See our latest analysis for Fiera Capital

Fiera Capital Doesn't Earn Enough To Cover Its Payments

Impressive dividend yields are good, but this doesn't matter much if the payments can't be sustained. Before making this announcement, Fiera Capital's dividend was higher than its profits, but the free cash flows quite comfortably covered it. Given that the dividend is a cash outflow, we think that cash is more important than accounting measures of profit when assessing the dividend, so this is a mitigating factor.

Over the next year, EPS is forecast to expand by 84.9%. However, if the dividend continues growing along recent trends, it could start putting pressure on the balance sheet with the payout ratio reaching 140% over the next year.

historic-dividend
TSX:FSZ Historic Dividend November 16th 2021

Fiera Capital Has A Solid Track Record

The company has been paying a dividend for a long time, and it has been quite stable which gives us confidence in the future dividend potential. Since 2011, the first annual payment was CA$0.32, compared to the most recent full-year payment of CA$0.86. This implies that the company grew its distributions at a yearly rate of about 10% over that duration. So, dividends have been growing pretty quickly, and even more impressively, they haven't experienced any notable falls during this period.

Fiera Capital May Find It Hard To Grow The Dividend

Investors could be attracted to the stock based on the quality of its payment history. However, Fiera Capital's EPS was effectively flat over the past five years, which could stop the company from paying more every year. Paying more than double what it is paying out, and not showing a track record of being able to grow earnings, we can only see dividend cuts in the future.

Our Thoughts On Fiera Capital's Dividend

In summary, while it's good to see that the dividend hasn't been cut, we are a bit cautious about Fiera Capital's payments, as there could be some issues with sustaining them into the future.
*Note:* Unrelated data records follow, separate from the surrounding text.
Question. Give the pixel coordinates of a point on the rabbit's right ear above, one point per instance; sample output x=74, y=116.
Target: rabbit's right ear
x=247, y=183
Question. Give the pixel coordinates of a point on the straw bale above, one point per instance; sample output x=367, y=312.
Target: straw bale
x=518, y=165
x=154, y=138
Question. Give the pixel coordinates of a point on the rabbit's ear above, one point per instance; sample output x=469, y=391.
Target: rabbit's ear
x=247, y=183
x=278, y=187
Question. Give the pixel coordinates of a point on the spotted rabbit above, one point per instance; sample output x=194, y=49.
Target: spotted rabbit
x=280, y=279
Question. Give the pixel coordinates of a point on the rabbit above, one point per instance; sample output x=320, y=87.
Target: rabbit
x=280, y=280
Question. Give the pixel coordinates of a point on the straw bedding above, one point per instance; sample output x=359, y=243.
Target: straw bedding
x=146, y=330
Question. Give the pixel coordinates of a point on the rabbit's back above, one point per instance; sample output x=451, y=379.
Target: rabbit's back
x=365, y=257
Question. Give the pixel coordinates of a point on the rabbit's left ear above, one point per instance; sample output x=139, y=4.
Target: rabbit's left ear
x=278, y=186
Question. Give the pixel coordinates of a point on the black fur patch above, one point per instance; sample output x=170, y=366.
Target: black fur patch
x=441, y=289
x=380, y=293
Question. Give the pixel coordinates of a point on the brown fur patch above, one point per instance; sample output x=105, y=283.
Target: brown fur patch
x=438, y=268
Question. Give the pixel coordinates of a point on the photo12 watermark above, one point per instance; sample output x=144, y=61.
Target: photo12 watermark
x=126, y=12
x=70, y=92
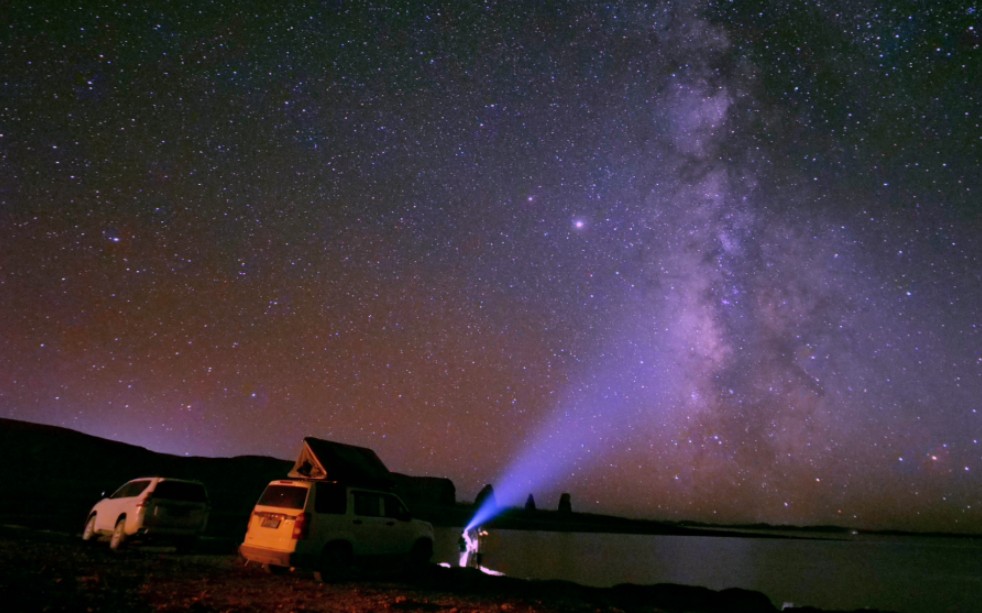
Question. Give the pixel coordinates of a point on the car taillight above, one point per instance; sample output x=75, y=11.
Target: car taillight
x=301, y=526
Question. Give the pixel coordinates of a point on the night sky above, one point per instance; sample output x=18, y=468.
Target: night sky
x=707, y=261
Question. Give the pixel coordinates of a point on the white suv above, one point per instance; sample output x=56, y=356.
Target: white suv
x=150, y=507
x=325, y=525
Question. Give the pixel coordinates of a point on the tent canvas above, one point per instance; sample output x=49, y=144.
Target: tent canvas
x=332, y=461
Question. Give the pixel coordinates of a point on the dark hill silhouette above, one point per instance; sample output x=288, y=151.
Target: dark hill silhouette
x=53, y=475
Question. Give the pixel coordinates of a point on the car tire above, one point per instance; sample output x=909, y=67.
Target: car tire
x=418, y=558
x=88, y=533
x=334, y=563
x=118, y=538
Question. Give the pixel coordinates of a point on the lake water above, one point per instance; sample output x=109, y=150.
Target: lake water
x=905, y=574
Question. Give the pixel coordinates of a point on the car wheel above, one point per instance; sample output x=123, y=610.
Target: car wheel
x=88, y=533
x=119, y=535
x=334, y=563
x=186, y=544
x=419, y=557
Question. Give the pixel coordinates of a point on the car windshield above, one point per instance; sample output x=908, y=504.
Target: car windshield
x=284, y=496
x=181, y=490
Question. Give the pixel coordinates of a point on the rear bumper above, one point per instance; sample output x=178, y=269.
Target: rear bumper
x=261, y=555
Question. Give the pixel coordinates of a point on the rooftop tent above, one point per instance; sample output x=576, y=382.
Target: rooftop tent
x=320, y=459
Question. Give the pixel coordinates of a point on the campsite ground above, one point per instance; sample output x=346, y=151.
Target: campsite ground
x=55, y=571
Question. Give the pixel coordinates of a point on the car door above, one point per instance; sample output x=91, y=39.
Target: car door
x=368, y=523
x=119, y=503
x=400, y=533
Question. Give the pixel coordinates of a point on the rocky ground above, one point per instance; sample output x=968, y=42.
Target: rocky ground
x=51, y=571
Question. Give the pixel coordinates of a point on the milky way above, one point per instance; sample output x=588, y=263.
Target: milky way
x=683, y=261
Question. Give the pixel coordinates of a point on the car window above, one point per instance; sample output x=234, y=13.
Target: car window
x=285, y=496
x=331, y=498
x=181, y=490
x=395, y=508
x=131, y=489
x=368, y=504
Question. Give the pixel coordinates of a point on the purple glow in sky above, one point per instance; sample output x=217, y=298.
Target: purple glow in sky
x=683, y=261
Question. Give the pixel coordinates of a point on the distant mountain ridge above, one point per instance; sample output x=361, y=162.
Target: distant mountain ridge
x=52, y=475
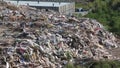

The company has been bring in plenty of cash to cover the dividend, but we don't necessarily think that makes it a great dividend stock. This company is not in the top tier of income providing stocks.

Investors generally tend to favour companies with a consistent, stable dividend policy as opposed to those operating an irregular one. Still, investors need to consider a host of other factors, apart from dividend payments, when analysing a company. For example, we've identified 4 warning signs for Fiera Capital (1 can't be ignored!) that you should be aware of before investing. We have also put together a list of global stocks with a solid dividend.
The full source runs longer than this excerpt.